01.19.2016 Lawsuit “Immunity” for the Gun Industry and What the PLCAA Really Says By: Camden R. Webb & Charles E. "Chuck" James, Jr.

Do gun manufacturers really have blanket immunity from lawsuits?  No, not even close.

The 2016 campaign season has brought a big dose of gun policy debate, and some candidates have claimed that gun manufacturers have immunity from civil lawsuits.  They are referring to a federal law known as the Protection of Lawful Commerce in Arms Act, or “PLCAA”.  15 U.S.C. §§  7901 - 7903.  Despite the statements by some political candidates, the PLCAA provides protection for firearms industry members for only a limited category of lawsuits.  No blanket immunity can be found in the PLCAA.

In 2005, Congress enacted the PLCAA to bar lawsuits against firearms sellers and manufacturers for crimes committed with their products.  At that time, certain lawsuits, some successful, had been brought against gun makers, theorizing that industry members should be held liable for the crimes of others, even where there was no proof that industry members had done anything other than manufacture or sell an otherwise lawful product.  The PLCAA is grounded in a legal principle that was developed long ago.  Under basic personal injury law that exists in every state, a person ordinarily will not be held liable for the intentional criminal acts of another.  Such liability as a general matter is rather rare, because American tort law does not often impose civil liability on one person when another person commits a crime.  This rule is chiefly based on causation principles, which hold that someone’s intentional criminal conduct is the sole proximate cause of the injury that results from the crime.  However, in the area of firearms, some courts varied from this general rule and allowed lawsuits to go forward against firearms sellers and manufacturers.  In response, Congress enacted the PLCAA.

The provisions of the PLCAA are straightforward.  The section barring liability, 15 U.S.C. § 7902, states plainly that “a qualified civil liability action may not be brought in any Federal or State court.”  A “qualified civil liability action” is any civil action or administrative proceeding by any person brought against a seller or manufacturer of firearms or ammunition for any relief whatsoever when harm results from criminal or unlawful misuse of the products.  15 U.S.C. § 7903(5)(A).  Thus, in the United States, firearms sellers and manufacturers generally are not liable when a criminal commits a crime using one of their products.

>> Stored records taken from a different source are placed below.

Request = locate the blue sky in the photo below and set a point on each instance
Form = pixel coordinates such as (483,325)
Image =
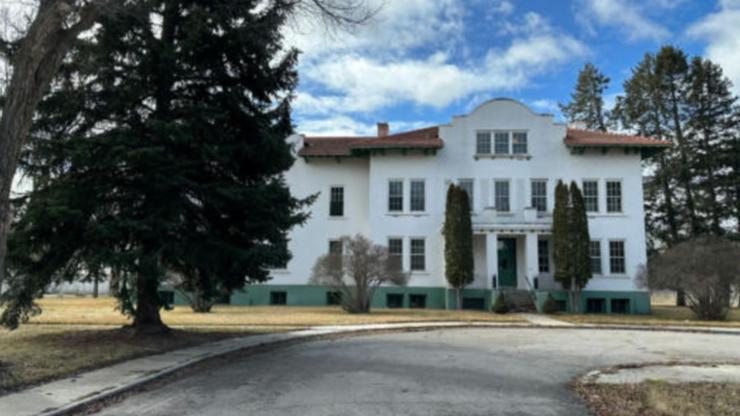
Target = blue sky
(419,62)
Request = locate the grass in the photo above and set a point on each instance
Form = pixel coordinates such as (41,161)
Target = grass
(101,311)
(662,315)
(656,398)
(74,334)
(38,353)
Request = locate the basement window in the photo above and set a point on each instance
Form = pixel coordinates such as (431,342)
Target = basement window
(278,298)
(418,301)
(394,300)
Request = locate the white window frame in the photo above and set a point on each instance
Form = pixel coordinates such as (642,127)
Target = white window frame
(344,201)
(495,195)
(598,194)
(621,195)
(624,256)
(411,254)
(531,194)
(423,195)
(388,197)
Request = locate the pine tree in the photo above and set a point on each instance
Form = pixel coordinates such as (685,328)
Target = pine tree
(587,102)
(458,234)
(580,238)
(161,151)
(712,134)
(562,247)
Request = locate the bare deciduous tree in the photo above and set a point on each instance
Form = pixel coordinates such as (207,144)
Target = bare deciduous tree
(358,271)
(705,269)
(36,56)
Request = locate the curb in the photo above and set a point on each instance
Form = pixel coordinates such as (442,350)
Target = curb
(317,333)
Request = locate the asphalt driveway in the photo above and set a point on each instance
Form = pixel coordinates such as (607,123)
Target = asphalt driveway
(445,372)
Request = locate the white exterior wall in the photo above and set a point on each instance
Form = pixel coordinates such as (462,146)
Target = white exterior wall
(365,181)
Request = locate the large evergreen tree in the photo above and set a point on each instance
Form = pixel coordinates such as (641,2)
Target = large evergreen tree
(712,136)
(561,243)
(162,151)
(587,101)
(458,234)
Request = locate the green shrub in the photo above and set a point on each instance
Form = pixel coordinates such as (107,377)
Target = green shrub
(550,306)
(500,306)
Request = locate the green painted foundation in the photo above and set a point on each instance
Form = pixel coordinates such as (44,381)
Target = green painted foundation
(631,302)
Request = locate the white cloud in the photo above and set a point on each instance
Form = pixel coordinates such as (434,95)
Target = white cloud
(626,15)
(722,33)
(347,126)
(361,82)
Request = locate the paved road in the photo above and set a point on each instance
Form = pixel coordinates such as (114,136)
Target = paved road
(446,372)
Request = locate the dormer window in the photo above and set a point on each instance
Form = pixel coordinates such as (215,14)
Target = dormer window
(519,143)
(501,146)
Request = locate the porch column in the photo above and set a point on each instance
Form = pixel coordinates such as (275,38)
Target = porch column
(530,258)
(491,258)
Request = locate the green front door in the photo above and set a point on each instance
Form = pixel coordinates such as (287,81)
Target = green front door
(507,262)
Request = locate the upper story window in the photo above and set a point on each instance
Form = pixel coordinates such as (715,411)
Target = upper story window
(613,196)
(395,195)
(467,186)
(336,201)
(519,143)
(591,195)
(501,143)
(395,251)
(595,252)
(418,193)
(483,143)
(418,255)
(539,194)
(501,195)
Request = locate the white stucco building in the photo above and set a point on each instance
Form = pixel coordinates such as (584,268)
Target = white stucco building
(392,189)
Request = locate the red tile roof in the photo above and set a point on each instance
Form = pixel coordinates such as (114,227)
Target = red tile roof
(426,138)
(593,138)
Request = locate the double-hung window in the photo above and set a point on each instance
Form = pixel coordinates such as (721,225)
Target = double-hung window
(395,252)
(594,249)
(591,195)
(613,196)
(501,195)
(616,257)
(418,192)
(483,143)
(519,143)
(467,186)
(543,256)
(336,201)
(501,143)
(395,195)
(418,255)
(539,194)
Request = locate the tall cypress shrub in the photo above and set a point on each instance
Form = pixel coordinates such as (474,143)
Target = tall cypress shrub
(458,234)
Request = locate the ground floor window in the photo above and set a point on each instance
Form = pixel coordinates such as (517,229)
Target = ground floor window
(417,301)
(620,306)
(278,298)
(333,298)
(616,257)
(474,303)
(394,300)
(543,256)
(418,256)
(595,305)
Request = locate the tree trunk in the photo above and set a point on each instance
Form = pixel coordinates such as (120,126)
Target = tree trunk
(35,63)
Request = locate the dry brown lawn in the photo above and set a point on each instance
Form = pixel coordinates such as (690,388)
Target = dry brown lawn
(662,316)
(37,353)
(655,398)
(102,311)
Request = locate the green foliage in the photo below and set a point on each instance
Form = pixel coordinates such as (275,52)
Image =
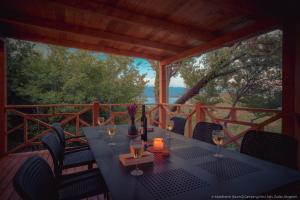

What the PLCAA does not do is insulate industry members entirely.  Another section of the PLCAA contains a list of exceptions, which negate any protection offered by the PLCAA.  These exceptions are:

When the transferor of a firearm or ammunition is convicted of knowingly transferring a gun or ammunition to a person who will use it in a crime.  15 U.S.C. § 7903(5)(A)(i).

When a seller negligently entrusts a gun or ammunition to someone, as was at issue in the Badger Guns case. 15 U.S.C. § 7903(5)(A)(ii).  This is a crucial exception, because “straw purchases” that are not identified by sellers can subject sellers to liability.

When an industry member knowingly violates State or Federal law and the violation of law caused a person's injury. 15 U.S.C. § 7903(5)(A)(iii).

When a buyer sues for breach of warranty, such as when the product does not operate as promised or as intended.  15 U.S.C. § 7903(5)(A)(iv).

When someone is injured from the negligent design or manufacture of a product.  15 U.S.C. § 7903(5)(A)(v).

These exceptions to PLCAA protection are crucial, and they show plainly that federal law does not provide blanket immunity to industry members.  Instead, industry members must ensure that their sales efforts comply with the law, and, as with any product, industry members must ensure that their products work as intended and as promised.

In the midst of the political debate, industry members continue to face lawsuits by persons injured by guns or ammunition. For example, we discussed in an article one effort by plaintiffs’ lawyers to get around the PLCAA bar to lawsuits, even though no exception under the PLCAA applied.  More recently, a gun seller in Wisconsin was held liable for injuries inflicted by a person who used a straw purchaser to buy a gun.

In light of these lawsuits and potential legal risk, industry members must understand the law and ensure that they remain within the protections provided by the PLCAA.